[Date Prev][Date Next][Thread Prev][Thread Next][Date Index][Thread Index]

st: Difference in Difference for Proportions

From   Misha Spisok <>
Subject   st: Difference in Difference for Proportions
Date   Thu, 17 Sep 2009 13:30:30 -0700

Hello, Statalist,

In brief, how does one test a difference in difference of proportions?
 My question is re-stated briefly at the end with reference to the
variables I present.  A formula and/or reference would be appreciated
if no command exists.

I would like to test a difference in difference of proportions.
-prtest- and -prtesti- do not work (easily) for my data, even for a
simple test of differences.  I have data grouped such that, for N
states, I have the number of persons in state i with a condition (the
variable for that count is f) and the population of state i in year y
(pop).  A "treatment" is applied and the pre-treatment period is t=0
and the post-treatment period is t=1.  One can consider south=1 to be
the treated and south=0 to be the non-treated group.

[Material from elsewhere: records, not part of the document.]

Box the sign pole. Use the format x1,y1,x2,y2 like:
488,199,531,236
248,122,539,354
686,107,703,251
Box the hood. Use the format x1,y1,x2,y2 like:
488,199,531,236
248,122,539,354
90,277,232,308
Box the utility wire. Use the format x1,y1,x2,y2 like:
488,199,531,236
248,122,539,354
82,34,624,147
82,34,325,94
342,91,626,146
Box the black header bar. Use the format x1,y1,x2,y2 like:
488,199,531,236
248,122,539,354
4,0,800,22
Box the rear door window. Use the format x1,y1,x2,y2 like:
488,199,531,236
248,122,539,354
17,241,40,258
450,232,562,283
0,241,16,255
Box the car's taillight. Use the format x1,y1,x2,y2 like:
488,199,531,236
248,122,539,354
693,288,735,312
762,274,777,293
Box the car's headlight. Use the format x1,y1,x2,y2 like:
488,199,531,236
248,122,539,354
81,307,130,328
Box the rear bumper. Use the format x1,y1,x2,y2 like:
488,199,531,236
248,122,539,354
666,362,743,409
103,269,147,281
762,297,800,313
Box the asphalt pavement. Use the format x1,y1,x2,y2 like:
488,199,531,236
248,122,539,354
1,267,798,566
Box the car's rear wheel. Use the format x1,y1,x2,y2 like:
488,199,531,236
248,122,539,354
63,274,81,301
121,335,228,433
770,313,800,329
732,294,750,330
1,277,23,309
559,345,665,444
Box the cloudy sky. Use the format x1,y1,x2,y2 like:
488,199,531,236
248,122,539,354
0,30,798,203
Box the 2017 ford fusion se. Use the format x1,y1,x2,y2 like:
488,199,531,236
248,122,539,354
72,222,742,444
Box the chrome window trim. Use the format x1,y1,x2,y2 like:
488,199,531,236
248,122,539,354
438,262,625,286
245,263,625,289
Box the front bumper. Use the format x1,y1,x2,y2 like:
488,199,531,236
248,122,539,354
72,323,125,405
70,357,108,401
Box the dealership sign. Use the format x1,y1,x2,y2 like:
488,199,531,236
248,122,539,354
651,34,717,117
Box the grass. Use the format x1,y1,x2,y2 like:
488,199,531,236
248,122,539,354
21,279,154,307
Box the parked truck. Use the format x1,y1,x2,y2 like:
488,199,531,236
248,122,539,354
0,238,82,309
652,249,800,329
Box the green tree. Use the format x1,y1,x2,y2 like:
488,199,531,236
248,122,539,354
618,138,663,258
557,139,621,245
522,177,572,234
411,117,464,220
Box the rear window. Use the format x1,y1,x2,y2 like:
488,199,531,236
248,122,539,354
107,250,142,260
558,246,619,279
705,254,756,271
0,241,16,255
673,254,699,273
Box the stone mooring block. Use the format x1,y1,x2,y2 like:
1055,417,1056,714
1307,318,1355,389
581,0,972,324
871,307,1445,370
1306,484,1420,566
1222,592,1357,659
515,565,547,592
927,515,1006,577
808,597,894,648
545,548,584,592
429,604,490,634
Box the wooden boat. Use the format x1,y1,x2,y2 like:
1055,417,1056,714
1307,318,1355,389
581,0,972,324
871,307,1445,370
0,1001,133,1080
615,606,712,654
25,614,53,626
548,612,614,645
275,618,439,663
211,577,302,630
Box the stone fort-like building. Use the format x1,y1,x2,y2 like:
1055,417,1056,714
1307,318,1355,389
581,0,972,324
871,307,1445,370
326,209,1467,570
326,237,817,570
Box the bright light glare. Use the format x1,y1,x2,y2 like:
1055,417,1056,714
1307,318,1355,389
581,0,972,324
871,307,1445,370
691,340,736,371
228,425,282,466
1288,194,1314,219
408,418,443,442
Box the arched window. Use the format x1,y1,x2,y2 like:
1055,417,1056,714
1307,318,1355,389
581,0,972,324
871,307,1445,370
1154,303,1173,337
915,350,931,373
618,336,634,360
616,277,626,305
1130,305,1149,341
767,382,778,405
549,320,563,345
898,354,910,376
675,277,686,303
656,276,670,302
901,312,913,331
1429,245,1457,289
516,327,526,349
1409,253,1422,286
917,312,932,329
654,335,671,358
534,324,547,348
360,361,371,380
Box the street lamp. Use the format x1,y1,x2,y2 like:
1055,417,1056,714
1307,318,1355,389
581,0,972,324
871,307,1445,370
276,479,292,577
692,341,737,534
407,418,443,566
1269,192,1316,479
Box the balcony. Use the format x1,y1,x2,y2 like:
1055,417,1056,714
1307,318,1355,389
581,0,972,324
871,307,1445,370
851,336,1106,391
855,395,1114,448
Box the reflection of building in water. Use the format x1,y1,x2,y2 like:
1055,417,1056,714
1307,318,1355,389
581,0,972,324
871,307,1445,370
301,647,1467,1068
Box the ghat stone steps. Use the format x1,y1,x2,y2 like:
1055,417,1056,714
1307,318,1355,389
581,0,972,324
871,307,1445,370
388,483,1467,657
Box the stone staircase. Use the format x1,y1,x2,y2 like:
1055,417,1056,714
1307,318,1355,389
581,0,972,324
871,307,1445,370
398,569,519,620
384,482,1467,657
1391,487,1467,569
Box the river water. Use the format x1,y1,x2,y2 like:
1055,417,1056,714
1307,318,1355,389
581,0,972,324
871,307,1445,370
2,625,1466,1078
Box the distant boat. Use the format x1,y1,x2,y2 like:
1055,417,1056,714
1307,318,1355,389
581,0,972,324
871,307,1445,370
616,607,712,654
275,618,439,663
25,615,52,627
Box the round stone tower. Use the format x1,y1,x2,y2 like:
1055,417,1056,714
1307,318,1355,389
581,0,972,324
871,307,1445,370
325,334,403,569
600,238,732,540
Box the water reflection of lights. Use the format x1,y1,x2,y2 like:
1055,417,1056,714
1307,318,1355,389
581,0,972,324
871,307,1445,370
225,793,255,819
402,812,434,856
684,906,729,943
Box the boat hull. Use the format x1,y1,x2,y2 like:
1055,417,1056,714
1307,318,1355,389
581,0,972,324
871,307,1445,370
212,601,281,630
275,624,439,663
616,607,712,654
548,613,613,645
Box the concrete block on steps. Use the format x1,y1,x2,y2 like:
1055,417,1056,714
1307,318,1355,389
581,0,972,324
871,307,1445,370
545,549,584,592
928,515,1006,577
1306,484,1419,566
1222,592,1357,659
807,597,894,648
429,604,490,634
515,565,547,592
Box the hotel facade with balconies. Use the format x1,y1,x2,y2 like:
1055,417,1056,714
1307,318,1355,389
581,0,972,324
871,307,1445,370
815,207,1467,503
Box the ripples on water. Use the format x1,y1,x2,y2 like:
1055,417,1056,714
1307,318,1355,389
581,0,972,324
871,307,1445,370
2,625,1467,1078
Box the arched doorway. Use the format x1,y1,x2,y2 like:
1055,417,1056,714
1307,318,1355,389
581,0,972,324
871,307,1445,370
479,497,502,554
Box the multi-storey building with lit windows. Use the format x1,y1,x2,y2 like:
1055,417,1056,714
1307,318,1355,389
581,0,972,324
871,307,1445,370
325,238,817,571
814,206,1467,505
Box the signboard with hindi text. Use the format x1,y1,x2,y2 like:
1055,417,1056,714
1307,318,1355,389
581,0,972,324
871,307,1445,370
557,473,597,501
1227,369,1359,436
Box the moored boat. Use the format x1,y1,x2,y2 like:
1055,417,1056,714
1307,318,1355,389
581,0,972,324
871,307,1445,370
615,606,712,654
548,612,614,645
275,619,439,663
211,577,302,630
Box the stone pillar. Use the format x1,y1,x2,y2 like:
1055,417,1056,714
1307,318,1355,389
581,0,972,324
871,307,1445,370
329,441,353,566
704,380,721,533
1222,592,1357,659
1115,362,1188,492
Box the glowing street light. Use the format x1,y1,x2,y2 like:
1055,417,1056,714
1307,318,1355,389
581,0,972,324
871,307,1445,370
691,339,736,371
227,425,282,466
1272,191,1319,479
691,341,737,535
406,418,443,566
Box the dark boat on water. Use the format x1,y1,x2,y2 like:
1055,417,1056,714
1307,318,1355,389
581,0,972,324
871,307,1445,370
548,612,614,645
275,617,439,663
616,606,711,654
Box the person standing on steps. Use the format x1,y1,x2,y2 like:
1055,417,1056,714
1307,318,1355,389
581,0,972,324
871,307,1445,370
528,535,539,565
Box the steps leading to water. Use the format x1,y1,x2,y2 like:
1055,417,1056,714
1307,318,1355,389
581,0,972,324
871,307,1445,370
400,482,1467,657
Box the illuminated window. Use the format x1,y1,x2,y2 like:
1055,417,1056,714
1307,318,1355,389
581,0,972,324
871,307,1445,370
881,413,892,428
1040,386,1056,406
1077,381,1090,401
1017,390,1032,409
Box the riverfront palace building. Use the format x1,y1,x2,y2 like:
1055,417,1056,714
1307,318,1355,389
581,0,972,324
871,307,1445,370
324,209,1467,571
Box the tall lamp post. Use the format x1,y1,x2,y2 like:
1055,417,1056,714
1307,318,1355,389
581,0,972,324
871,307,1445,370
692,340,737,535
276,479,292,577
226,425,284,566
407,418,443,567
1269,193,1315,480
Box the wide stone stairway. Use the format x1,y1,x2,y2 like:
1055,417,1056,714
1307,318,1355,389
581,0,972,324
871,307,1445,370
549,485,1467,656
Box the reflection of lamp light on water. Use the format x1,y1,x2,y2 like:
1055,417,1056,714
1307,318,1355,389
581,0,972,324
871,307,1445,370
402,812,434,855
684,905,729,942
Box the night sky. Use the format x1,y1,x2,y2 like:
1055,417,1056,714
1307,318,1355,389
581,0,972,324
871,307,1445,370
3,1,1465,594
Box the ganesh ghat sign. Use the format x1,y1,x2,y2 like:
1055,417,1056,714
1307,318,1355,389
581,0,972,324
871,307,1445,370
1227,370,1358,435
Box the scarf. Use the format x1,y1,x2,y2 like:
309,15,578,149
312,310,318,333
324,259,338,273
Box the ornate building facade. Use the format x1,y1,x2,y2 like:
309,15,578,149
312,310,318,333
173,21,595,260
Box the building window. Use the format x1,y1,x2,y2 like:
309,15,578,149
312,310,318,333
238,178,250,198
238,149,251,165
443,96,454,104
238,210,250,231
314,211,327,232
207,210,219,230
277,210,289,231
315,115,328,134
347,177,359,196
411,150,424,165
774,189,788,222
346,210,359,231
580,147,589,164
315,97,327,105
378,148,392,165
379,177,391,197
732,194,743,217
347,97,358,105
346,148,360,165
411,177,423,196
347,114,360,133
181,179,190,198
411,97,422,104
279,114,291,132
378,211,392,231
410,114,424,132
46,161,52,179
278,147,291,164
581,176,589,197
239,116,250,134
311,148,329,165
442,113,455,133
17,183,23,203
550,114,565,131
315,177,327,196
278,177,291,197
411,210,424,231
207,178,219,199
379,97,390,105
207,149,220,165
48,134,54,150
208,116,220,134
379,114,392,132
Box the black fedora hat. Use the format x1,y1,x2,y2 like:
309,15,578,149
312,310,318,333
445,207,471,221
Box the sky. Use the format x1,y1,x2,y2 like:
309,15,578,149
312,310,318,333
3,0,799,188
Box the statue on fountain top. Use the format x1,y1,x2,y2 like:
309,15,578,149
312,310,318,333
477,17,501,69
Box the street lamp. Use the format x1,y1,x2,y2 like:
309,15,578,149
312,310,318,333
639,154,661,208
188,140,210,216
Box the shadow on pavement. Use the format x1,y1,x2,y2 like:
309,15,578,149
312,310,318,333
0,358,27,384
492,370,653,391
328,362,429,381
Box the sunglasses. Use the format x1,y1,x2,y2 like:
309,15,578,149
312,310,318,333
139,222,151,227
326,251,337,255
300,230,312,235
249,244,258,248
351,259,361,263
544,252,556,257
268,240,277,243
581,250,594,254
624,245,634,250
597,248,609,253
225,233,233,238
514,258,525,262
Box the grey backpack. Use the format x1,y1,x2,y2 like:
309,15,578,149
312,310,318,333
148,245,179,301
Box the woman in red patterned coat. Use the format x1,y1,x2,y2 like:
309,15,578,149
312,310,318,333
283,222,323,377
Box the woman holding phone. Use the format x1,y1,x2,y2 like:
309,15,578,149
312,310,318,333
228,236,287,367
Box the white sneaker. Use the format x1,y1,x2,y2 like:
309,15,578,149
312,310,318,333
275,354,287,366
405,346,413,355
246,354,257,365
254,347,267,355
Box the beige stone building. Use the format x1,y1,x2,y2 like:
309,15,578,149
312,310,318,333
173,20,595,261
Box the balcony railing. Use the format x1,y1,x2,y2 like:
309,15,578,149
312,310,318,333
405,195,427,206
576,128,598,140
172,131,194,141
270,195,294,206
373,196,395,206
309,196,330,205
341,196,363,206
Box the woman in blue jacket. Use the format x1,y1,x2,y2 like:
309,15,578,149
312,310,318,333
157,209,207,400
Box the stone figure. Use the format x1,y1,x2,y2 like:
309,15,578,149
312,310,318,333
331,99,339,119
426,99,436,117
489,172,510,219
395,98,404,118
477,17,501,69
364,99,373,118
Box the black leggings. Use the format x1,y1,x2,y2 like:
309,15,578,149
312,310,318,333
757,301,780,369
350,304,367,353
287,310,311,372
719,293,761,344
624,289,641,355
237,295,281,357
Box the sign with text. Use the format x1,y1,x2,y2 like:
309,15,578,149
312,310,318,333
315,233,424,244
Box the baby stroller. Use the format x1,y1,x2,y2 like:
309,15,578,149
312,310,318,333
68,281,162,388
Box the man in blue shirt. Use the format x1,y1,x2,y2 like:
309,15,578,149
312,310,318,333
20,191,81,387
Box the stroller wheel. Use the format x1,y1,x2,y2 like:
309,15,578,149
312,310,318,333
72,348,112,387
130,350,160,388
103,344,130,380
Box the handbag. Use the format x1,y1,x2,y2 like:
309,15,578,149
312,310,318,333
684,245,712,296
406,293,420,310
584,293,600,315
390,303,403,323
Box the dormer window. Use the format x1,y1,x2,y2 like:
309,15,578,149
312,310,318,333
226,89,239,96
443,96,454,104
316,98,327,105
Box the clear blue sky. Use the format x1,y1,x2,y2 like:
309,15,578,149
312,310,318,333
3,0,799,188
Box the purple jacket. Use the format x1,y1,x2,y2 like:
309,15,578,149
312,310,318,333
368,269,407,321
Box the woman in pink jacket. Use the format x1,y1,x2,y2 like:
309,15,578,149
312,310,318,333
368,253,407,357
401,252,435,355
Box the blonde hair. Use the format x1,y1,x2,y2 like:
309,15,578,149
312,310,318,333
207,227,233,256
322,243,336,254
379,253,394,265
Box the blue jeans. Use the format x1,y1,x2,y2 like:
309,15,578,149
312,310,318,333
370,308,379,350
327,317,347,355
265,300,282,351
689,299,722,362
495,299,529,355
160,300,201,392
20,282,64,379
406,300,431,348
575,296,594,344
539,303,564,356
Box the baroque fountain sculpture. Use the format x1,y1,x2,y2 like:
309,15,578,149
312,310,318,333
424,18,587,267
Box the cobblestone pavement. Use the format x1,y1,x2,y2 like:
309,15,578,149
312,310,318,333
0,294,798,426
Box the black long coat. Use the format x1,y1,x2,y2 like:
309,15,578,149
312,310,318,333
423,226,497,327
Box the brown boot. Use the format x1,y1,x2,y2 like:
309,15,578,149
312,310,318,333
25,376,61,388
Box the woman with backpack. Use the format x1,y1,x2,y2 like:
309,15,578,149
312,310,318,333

For example, some observations may look like this:
state  year   pop          f           t   south
1       1990  1200000  10000   0  0
50     1990  3000000  900       0  1
1       2000  1500000  21000   1  0
50     2000  3900000  2900     1  1

For differences in proportions within, for example, the pre-treatment
period, for states in two regions (south==0 and south==1), I use,

egen f_north_0 = sum(f) if south==0 & t==0
egen pop_north_0 = sum(pop) if south==0 & t==0

egen f_south_0 = sum(f) if south==1 & t==0
egen pop_south_0 = sum(pop) if south==1 & t==0

gen phat_n_0 = f_north_0/pop_north_0 /* proportion in north pre-treatment */
gen phat_s_0 = f_south_0/pop_south_0 /* proportion in south pre-treatment */
gen sp_n_0 = sqrt(phat_n_0*(1 - phat_n_0)/pop_north_0) /* standard
error for phat_n_0 */
gen sp_s_0 = sqrt(phat_s_0*(1 - phat_s_0)/pop_south_0) /* standard
error for phat_s_0 */

egen fn_0 = mean(f_north_0)
egen fs_0 = mean(f_south_0)
egen pn_0 = mean(pop_north_0)
egen ps_0 = mean(pop_south_0)

gen phat_0 = (fn_0 + fs_0)/(pn_0 + ps_0) /* pooled proportion, pre-treatment */
gen qhat_0 = 1 - phat_0

gen sp_0 = sqrt(phat_0*qhat_0*(1/pn_0 + 1/ps_0)) /* standard error of
difference of proportions */

gen z_0 = (fs_0/ps_0 - fn_0/pn_0)/sp_0

(At this point I suppose I could use -prtesti- by summarizing the
relevant variables then typing the results into the prtesti
command...In any case, I think that neither -prtest- nor -prtesti-
will help me with testing a difference in differences.)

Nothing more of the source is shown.